In the establishing shot of the water tower where Bridget leaves Fievel, the moon is high in the sky. A couple of shots later, as Fievel starts singing "Somewhere Out There", the moon is just rising over the horizon.
During the storm sequence, there are two mice playing checkers below decks. In the first close-up the board is filled with red pieces, most of them crowned. Then, when the boards slides with the waves, the wider shot shows the game almost empty, with only three or four red pieces.
When Tony first sees Bridget, and runs to the hole in the wall, his hat lands on Fievel's head. Although Fievel is still wearing it when Tony falls off the awning, it has disappeared by the time Fievel is trying to pull Tony away from Bridget. Although Tony is hatless in the Tammany Hall scenes, he is suddenly wearing it again when his alarm clock goes off, after the scene at the pier.
At the end of the song "Never Say Never", Henri and Fievel are standing by a hole in the unfinished Statue of Liberty, facing the tablet on her left hand. From inside, the top of the tablet appears to be some distance below the hole, but as Fievel is flown to immigration, the hole is seen level to the bottom half of the tablet.
At the end when the Mousekewitzes look back at the Statue of Liberty we see the front of the statue, and behind it we see Manhattan and Brooklyn. That would have the statue facing south, but the Statue of Liberty points east so if they we're looking at the front of the statue they should be looking at New Jersey.
When the cats are hanging on the anchor, on their way to Hong Kong, Digit says that he needs to start learning how to count in Chinese, and starts counting some coins. However, Digit starts counting in Mandarin, while the majority of speakers in Hong Kong speak Cantonese.
The American Flags shown at the Statue of Liberty have six rows of stars.
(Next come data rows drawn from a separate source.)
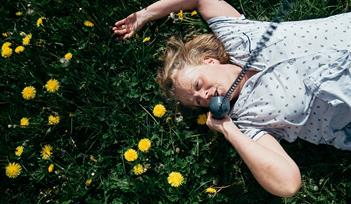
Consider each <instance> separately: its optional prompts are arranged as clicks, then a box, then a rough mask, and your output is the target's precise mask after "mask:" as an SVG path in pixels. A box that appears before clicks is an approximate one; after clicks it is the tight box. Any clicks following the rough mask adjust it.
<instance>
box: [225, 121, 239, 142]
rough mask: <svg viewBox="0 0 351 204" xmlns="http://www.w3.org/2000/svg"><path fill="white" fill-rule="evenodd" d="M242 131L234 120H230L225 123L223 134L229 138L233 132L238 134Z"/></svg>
mask: <svg viewBox="0 0 351 204" xmlns="http://www.w3.org/2000/svg"><path fill="white" fill-rule="evenodd" d="M238 132H241V131H240V129H239V128H238V127H237V126H236V125H235V124H234V123H233V121H228V122H226V123H224V124H223V135H224V136H225V137H226V138H227V137H228V136H229V135H231V134H233V133H234V134H236V133H238Z"/></svg>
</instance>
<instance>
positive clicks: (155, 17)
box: [112, 0, 240, 39]
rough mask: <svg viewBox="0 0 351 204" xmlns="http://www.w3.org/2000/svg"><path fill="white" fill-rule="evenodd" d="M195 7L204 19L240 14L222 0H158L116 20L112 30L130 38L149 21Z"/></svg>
mask: <svg viewBox="0 0 351 204" xmlns="http://www.w3.org/2000/svg"><path fill="white" fill-rule="evenodd" d="M195 9H196V10H198V11H199V13H200V15H201V16H202V18H203V19H204V20H208V19H210V18H212V17H216V16H232V17H237V16H240V13H239V12H238V11H237V10H236V9H234V8H233V7H232V6H231V5H230V4H228V3H227V2H225V1H224V0H160V1H157V2H155V3H153V4H151V5H150V6H148V7H146V8H144V9H142V10H140V11H137V12H135V13H132V14H131V15H129V16H128V17H126V18H124V19H122V20H119V21H117V22H116V23H115V25H114V26H113V28H112V30H113V32H114V34H115V35H116V36H117V37H118V38H120V39H126V38H130V37H132V36H133V35H134V33H135V32H136V31H138V30H139V29H141V28H142V27H143V26H144V25H145V24H146V23H147V22H149V21H153V20H157V19H160V18H163V17H165V16H167V15H169V14H170V13H171V12H177V11H179V10H185V11H186V10H195Z"/></svg>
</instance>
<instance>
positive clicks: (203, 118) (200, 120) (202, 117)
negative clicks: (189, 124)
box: [196, 114, 207, 125]
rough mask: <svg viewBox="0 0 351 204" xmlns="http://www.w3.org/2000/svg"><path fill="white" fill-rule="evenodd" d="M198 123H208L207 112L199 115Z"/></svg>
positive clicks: (201, 123)
mask: <svg viewBox="0 0 351 204" xmlns="http://www.w3.org/2000/svg"><path fill="white" fill-rule="evenodd" d="M196 121H197V124H199V125H206V121H207V115H206V114H200V115H199V116H198V117H197V120H196Z"/></svg>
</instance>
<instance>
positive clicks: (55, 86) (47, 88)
mask: <svg viewBox="0 0 351 204" xmlns="http://www.w3.org/2000/svg"><path fill="white" fill-rule="evenodd" d="M45 88H46V90H47V91H48V92H50V93H55V92H56V91H57V90H58V89H59V88H60V83H59V82H58V81H57V80H56V79H50V80H49V81H47V82H46V84H45Z"/></svg>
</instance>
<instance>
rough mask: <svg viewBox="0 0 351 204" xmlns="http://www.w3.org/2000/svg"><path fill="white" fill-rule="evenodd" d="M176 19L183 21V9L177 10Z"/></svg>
mask: <svg viewBox="0 0 351 204" xmlns="http://www.w3.org/2000/svg"><path fill="white" fill-rule="evenodd" d="M178 19H179V20H180V21H183V20H184V14H183V10H180V11H179V12H178Z"/></svg>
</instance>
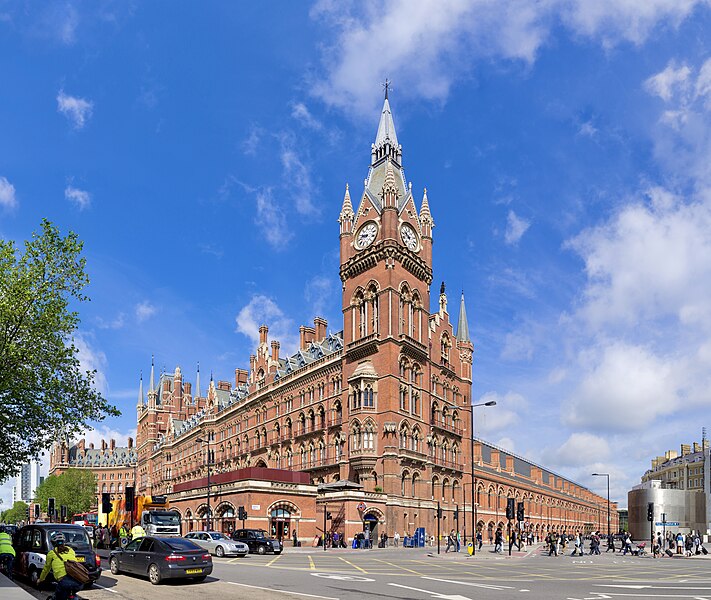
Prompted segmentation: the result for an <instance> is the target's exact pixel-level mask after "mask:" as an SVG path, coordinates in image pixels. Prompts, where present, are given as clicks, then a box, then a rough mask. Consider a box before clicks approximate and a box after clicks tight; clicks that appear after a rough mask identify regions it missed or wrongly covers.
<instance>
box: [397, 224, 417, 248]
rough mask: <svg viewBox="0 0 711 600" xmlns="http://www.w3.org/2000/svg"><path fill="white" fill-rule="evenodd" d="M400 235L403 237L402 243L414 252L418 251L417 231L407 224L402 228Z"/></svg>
mask: <svg viewBox="0 0 711 600" xmlns="http://www.w3.org/2000/svg"><path fill="white" fill-rule="evenodd" d="M400 235H401V236H402V242H403V244H405V246H407V247H408V248H409V249H410V250H412V251H413V252H414V251H416V250H417V234H416V233H415V230H414V229H413V228H412V227H410V225H408V224H407V223H405V224H404V225H403V226H402V227H401V228H400Z"/></svg>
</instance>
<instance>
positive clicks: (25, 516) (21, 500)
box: [0, 500, 27, 524]
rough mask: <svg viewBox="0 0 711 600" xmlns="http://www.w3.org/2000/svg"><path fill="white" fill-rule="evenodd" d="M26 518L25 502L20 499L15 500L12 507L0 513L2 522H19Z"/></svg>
mask: <svg viewBox="0 0 711 600" xmlns="http://www.w3.org/2000/svg"><path fill="white" fill-rule="evenodd" d="M26 520H27V504H25V503H24V502H22V500H16V501H15V503H14V504H13V505H12V508H8V509H7V510H6V511H4V512H3V513H2V515H0V521H2V522H3V523H10V524H12V523H19V522H20V521H26Z"/></svg>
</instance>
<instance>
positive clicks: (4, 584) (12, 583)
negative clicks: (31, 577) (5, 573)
mask: <svg viewBox="0 0 711 600" xmlns="http://www.w3.org/2000/svg"><path fill="white" fill-rule="evenodd" d="M0 598H2V600H35V599H34V597H33V596H31V595H30V594H28V593H27V592H26V591H25V590H23V589H22V588H20V587H18V586H17V585H15V582H14V581H10V580H9V579H8V578H7V577H5V576H4V575H2V574H1V573H0Z"/></svg>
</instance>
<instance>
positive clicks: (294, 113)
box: [291, 102, 323, 131]
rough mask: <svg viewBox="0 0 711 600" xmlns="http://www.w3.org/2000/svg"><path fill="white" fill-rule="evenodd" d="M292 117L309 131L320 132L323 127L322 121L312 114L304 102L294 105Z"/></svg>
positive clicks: (298, 102)
mask: <svg viewBox="0 0 711 600" xmlns="http://www.w3.org/2000/svg"><path fill="white" fill-rule="evenodd" d="M291 116H292V117H294V118H295V119H296V120H297V121H299V122H300V123H301V124H302V125H304V126H305V127H308V128H309V129H315V130H317V131H318V130H320V129H321V128H322V127H323V125H322V123H321V121H319V120H318V119H317V118H316V117H314V116H313V115H312V114H311V111H310V110H309V109H308V107H307V106H306V105H305V104H304V103H303V102H295V103H294V104H293V105H292V107H291Z"/></svg>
The first use of six rows was in 1912 when the United States added Arizona and New Mexico, bringing the total number of states to 48. During the period of the movie, there were 38 states on five rows.
When the mice are constructing the secret weapon, a mouse is rolling a can of 'Alum'. A single frame of animation has a note on it, with an arrow pointing to the can and the text: "PAINT", placed right above the mouse.
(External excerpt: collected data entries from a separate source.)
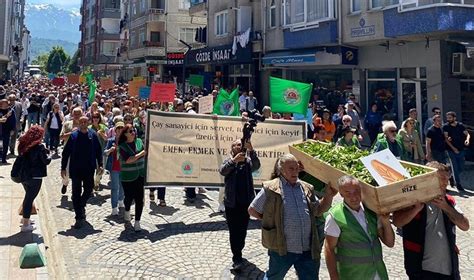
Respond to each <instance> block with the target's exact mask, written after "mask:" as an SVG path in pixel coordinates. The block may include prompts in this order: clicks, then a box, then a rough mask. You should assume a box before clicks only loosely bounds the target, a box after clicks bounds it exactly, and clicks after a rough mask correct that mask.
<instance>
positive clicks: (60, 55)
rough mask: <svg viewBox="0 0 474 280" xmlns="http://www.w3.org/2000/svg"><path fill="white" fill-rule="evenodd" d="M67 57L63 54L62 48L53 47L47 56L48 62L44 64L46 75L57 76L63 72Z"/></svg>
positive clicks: (63, 50) (62, 49)
mask: <svg viewBox="0 0 474 280" xmlns="http://www.w3.org/2000/svg"><path fill="white" fill-rule="evenodd" d="M68 60H69V56H68V55H67V54H66V52H64V49H63V47H60V46H56V47H53V49H52V50H51V52H50V53H49V56H48V62H47V64H46V71H47V72H48V73H54V74H57V73H59V72H63V71H64V70H65V68H66V66H67V64H66V63H67V62H68Z"/></svg>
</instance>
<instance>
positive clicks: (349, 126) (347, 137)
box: [336, 126, 362, 149]
mask: <svg viewBox="0 0 474 280" xmlns="http://www.w3.org/2000/svg"><path fill="white" fill-rule="evenodd" d="M355 132H356V129H355V128H353V127H350V126H347V127H345V128H344V129H343V130H342V137H341V138H339V140H337V142H336V146H341V147H352V146H355V147H357V148H359V149H362V147H361V145H360V142H359V139H357V136H355V134H354V133H355Z"/></svg>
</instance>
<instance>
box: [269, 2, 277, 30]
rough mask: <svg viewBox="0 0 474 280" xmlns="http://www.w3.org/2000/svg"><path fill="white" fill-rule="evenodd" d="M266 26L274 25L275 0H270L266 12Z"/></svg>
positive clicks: (274, 24) (274, 20)
mask: <svg viewBox="0 0 474 280" xmlns="http://www.w3.org/2000/svg"><path fill="white" fill-rule="evenodd" d="M268 26H269V27H270V28H271V27H276V6H275V0H272V3H271V5H270V11H269V12H268Z"/></svg>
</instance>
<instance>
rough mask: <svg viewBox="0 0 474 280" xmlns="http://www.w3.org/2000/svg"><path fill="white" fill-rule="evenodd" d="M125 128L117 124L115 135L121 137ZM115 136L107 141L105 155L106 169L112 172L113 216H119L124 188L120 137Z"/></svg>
mask: <svg viewBox="0 0 474 280" xmlns="http://www.w3.org/2000/svg"><path fill="white" fill-rule="evenodd" d="M123 127H124V123H123V122H117V124H116V125H115V127H114V130H115V135H118V136H120V134H121V132H122V130H123ZM115 135H114V136H113V137H111V138H109V140H108V141H107V145H106V147H105V151H104V155H106V156H107V162H106V165H105V169H106V170H107V171H109V172H110V189H111V203H112V216H116V215H118V213H119V211H118V209H119V207H124V203H123V200H124V194H123V187H122V183H121V181H120V161H119V157H118V149H117V139H118V136H117V137H116V136H115Z"/></svg>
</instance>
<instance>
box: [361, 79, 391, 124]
mask: <svg viewBox="0 0 474 280" xmlns="http://www.w3.org/2000/svg"><path fill="white" fill-rule="evenodd" d="M367 95H368V104H369V105H370V104H372V103H373V102H375V103H376V104H377V110H378V111H379V112H380V113H381V114H382V115H383V116H384V118H385V119H391V120H397V117H398V103H397V82H396V81H395V80H393V81H376V80H375V81H374V80H372V81H371V80H368V82H367Z"/></svg>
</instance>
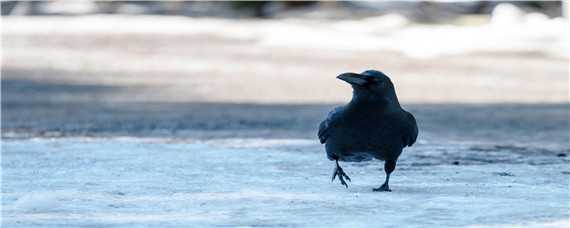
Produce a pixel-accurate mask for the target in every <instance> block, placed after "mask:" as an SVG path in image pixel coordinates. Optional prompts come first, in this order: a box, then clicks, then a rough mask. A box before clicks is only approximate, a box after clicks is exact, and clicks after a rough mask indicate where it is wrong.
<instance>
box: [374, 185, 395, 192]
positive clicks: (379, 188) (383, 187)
mask: <svg viewBox="0 0 570 228" xmlns="http://www.w3.org/2000/svg"><path fill="white" fill-rule="evenodd" d="M372 191H375V192H391V191H392V189H390V186H388V185H387V184H383V185H382V186H380V187H379V188H374V189H372Z"/></svg>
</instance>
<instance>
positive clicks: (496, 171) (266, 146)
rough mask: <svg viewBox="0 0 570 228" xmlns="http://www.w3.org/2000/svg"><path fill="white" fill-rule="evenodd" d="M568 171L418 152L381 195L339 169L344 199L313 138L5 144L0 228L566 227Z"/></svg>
mask: <svg viewBox="0 0 570 228" xmlns="http://www.w3.org/2000/svg"><path fill="white" fill-rule="evenodd" d="M454 163H455V164H456V165H454ZM568 164H569V160H568V157H567V151H557V152H556V151H545V150H539V149H533V148H522V147H516V146H502V145H494V146H493V145H490V146H489V145H466V144H434V143H429V142H419V144H418V145H417V146H414V147H413V148H411V149H408V150H407V151H405V152H404V154H403V156H402V157H401V159H400V162H399V166H398V167H397V169H396V172H395V173H394V175H393V178H392V179H391V187H392V189H393V192H391V193H377V192H372V191H371V189H372V188H373V187H377V185H379V184H380V183H381V181H382V180H383V178H384V174H383V172H381V171H379V170H378V169H379V168H380V167H382V166H381V163H379V162H377V161H376V162H370V163H343V164H342V165H343V166H344V168H345V170H346V172H347V173H348V174H349V175H350V176H351V178H352V179H353V182H352V183H350V188H348V189H345V188H344V187H342V186H341V185H340V184H339V183H337V182H335V183H331V182H330V177H331V173H332V168H333V163H332V162H330V161H328V160H327V159H326V158H325V155H324V153H323V151H322V148H321V146H320V145H318V144H316V140H277V139H274V140H262V139H224V140H207V141H192V140H185V141H175V140H165V139H136V138H110V139H104V138H99V139H89V138H67V139H65V138H64V139H29V140H4V142H3V144H2V168H3V171H2V180H3V183H2V207H3V212H2V213H3V214H2V215H3V216H2V217H3V220H2V226H3V227H30V226H39V227H61V226H71V227H78V226H117V227H135V226H161V227H165V226H183V227H187V226H200V227H202V226H246V227H248V226H271V227H274V226H286V227H287V226H311V227H314V226H319V227H321V226H326V227H328V226H335V227H357V226H367V227H378V226H402V225H405V226H426V225H427V226H433V227H439V226H453V225H459V226H492V227H504V226H506V225H509V226H525V227H526V226H536V227H543V226H551V227H568V225H569V182H568V181H569V179H568V177H569V173H570V172H569V171H570V170H569V166H568Z"/></svg>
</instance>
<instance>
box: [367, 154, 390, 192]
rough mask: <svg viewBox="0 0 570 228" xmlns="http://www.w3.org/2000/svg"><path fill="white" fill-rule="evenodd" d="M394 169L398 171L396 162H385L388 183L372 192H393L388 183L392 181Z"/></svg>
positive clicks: (386, 178) (384, 171) (372, 189)
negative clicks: (396, 166) (397, 169)
mask: <svg viewBox="0 0 570 228" xmlns="http://www.w3.org/2000/svg"><path fill="white" fill-rule="evenodd" d="M394 169H396V161H393V160H390V161H386V162H384V172H386V181H384V184H382V186H380V187H379V188H375V189H372V190H373V191H375V192H391V191H392V190H391V189H390V186H388V181H390V174H391V173H392V171H394Z"/></svg>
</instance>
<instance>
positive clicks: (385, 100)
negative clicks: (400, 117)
mask: <svg viewBox="0 0 570 228" xmlns="http://www.w3.org/2000/svg"><path fill="white" fill-rule="evenodd" d="M350 104H351V105H357V106H361V107H373V108H381V109H385V110H396V109H399V108H401V107H400V102H399V101H398V96H396V93H395V92H392V91H390V92H388V93H386V94H384V96H378V95H375V94H371V93H362V92H357V91H354V92H353V94H352V100H351V101H350Z"/></svg>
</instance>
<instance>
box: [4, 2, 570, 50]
mask: <svg viewBox="0 0 570 228" xmlns="http://www.w3.org/2000/svg"><path fill="white" fill-rule="evenodd" d="M567 28H568V20H566V19H564V18H552V19H551V18H548V17H547V16H546V15H543V14H540V13H528V14H527V13H524V12H523V11H522V10H519V9H518V8H516V7H515V6H513V5H510V4H500V5H498V6H497V7H496V9H495V10H494V11H493V14H492V17H491V18H490V21H489V23H485V24H481V25H471V26H459V25H452V24H442V25H419V24H415V23H413V22H410V21H408V20H407V19H406V18H405V17H403V16H401V15H398V14H388V15H383V16H377V17H370V18H365V19H350V20H338V21H322V20H314V19H273V20H231V19H220V18H187V17H178V16H172V17H161V16H103V15H92V16H81V17H72V18H70V17H32V18H30V17H6V18H3V23H2V32H3V34H11V35H17V34H20V35H24V34H25V35H30V34H50V33H58V34H71V35H72V34H98V33H99V34H101V33H103V34H125V33H126V34H138V35H185V36H195V35H204V36H213V37H221V38H226V39H232V40H236V41H240V42H243V41H251V42H254V45H257V46H259V47H262V48H287V49H294V50H315V49H316V50H340V51H356V52H378V51H391V52H392V51H393V52H401V53H403V54H405V55H407V56H410V57H415V58H434V57H438V56H450V55H459V54H465V53H478V52H483V53H487V52H491V53H494V52H505V51H506V52H515V53H517V52H522V53H529V52H530V53H542V54H545V55H550V56H554V57H559V58H568V48H569V47H570V46H569V44H568V30H567Z"/></svg>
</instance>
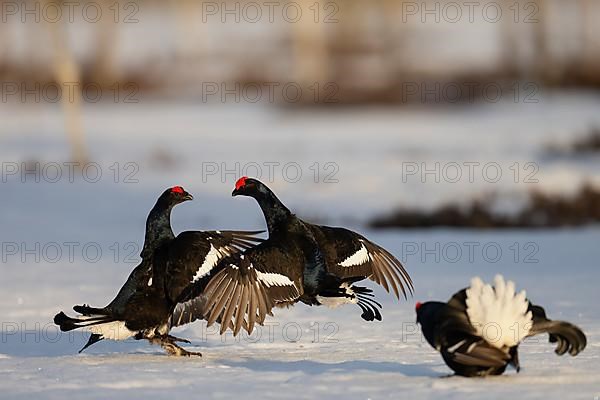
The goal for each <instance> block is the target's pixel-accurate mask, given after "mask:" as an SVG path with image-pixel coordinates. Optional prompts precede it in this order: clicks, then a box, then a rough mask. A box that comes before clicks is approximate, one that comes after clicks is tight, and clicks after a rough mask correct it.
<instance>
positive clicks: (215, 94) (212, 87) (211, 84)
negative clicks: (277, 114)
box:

After Fievel escapes the cockroaches, he nearly loses his hat. When he has grabbed it he perches on a broken structure, watching a fish eat the falling roaches. For one frame of animation his pants and lower shirt (below his belt) switch colors.
A piece of animation of Fievel rounding a bend and then climbing a crumbling pile of rubble is used twice. The first time is around the 52 minute and 30 seconds mark, and the second time is just before the 59 minute mark.
In the opening titles, Fievel's name is spelled "Feivel". "Feivel" is the correct spelling from Yiddish, but due to misspellings on posters, merchandise and the title of the sequel, "Fievel" has come to be accepted as the correct spelling for the character's name.
While in the bottle, a wave washes Feivel up on top of the (yet to be installed) torch, in front of the Statue of Liberty. After he climbs out of the bottle, an wider shot shows that the torch is thirty or forty feet in the air.
The goof item below may give away important plot points.
The main plot of the story revolves around Fievel being separated from his family and then the family trying to reconnect. At the start of the film there are five family members, Mamma and Pappa, Fievel his sister and the baby. To Pappa even makes a sad miscalculation when coming through Ellis Island saying he has five, then corrects and says four family members. Well, after the first half of the film the baby completely disappears from the movie and at the end of the film there are only four family members. Making this more problematic is that the baby returns in the sequel An American Tail: Fievel Goes West.